Alcohol dehydrates the skin, causing it to look shrivelled and dull, especially if the drink contains additional ingredients such as sugar, which can also aggravate acne. Limit alcohol consumption and choose clear shots to minimise negative effects to the skin.
Beauty sleep is essential to encourage cell and tissue regeneration and to prevent dark circles and bags under the eyes and pasty skin. The skin starts to regenerate at 11pm so make sure you are tucked up by then!

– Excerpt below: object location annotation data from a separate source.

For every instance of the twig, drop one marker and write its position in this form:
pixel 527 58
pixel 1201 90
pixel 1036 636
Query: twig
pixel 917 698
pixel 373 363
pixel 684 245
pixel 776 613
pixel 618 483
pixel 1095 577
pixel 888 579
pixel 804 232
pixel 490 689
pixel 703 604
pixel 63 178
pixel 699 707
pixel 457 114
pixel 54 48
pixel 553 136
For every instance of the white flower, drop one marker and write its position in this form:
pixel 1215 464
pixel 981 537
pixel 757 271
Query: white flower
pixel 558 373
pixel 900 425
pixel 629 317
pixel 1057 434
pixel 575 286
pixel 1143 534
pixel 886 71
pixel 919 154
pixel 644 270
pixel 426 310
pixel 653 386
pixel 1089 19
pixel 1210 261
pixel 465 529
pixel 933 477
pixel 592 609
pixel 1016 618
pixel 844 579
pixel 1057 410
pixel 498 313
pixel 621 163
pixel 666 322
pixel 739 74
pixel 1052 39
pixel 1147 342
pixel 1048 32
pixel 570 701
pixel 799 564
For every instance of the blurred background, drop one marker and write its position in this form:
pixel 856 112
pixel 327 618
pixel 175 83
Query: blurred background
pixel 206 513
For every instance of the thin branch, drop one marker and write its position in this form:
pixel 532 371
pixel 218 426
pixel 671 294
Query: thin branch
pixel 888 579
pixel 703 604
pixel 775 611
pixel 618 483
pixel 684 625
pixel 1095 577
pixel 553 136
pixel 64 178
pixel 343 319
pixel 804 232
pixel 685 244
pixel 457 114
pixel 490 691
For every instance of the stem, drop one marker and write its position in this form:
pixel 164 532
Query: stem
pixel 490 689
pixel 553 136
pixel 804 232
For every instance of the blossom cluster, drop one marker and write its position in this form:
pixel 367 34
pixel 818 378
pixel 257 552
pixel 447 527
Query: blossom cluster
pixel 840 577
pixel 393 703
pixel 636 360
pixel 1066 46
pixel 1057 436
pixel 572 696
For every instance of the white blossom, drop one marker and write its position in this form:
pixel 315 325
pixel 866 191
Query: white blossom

Exercise increases cellular metabolism and the flow of blood and lymph throughout the body to keep your organs and tissues healthy as well as reducing cortisol levels, which help in stress management. Stick to a good weekly schedule and make sure you clean your skin thoroughly after your workout to prevent outbreaks.
Naturally good skin begins with your diet. After digestion you need to make sure that body has plenty of nutrients to feed your skin. A great skin diet consists of eating 3 times a day allowing at least 4 hours between meals to give the digestive system resting time. Incorporate different coloured vegetables rich in antioxidants, and protein high in collagen-forming amino acids at every meal as well as consuming a green juice daily. Ideally include half an avocado as it is packed with phytonutrients and essential fatty acids (EFA’s), which encourage healthy cell membranes. Fermented foods and raw foods are fantastic too as they are rich in enzymes and gut friendly bacteria, which results in clearer skin. You can include supplements such as live, activated bacteria, but- as with all supplements- make sure they are good quality. Ancient grains such as freekah, are also highly nutritious and easy to digest. Dairy produce is constantly debated; I’m not a big fan of cow dairy, preferring goat and sheep dairy, I highly recommend almond milk (preferably home-made!). With all dairy and meat the same approach to products applies: keep it clean. Many animals are now given hormones and antibiotics so always try to buy RSPCA- approved eggs and protein. Drink plenty of water so it flushes your system and helps your body retain moisture, which keeps the skin hydrated and looking plump.
Take time out to nurture yourself daily and enjoy the benefits of feeling and looking healthy and happy for life.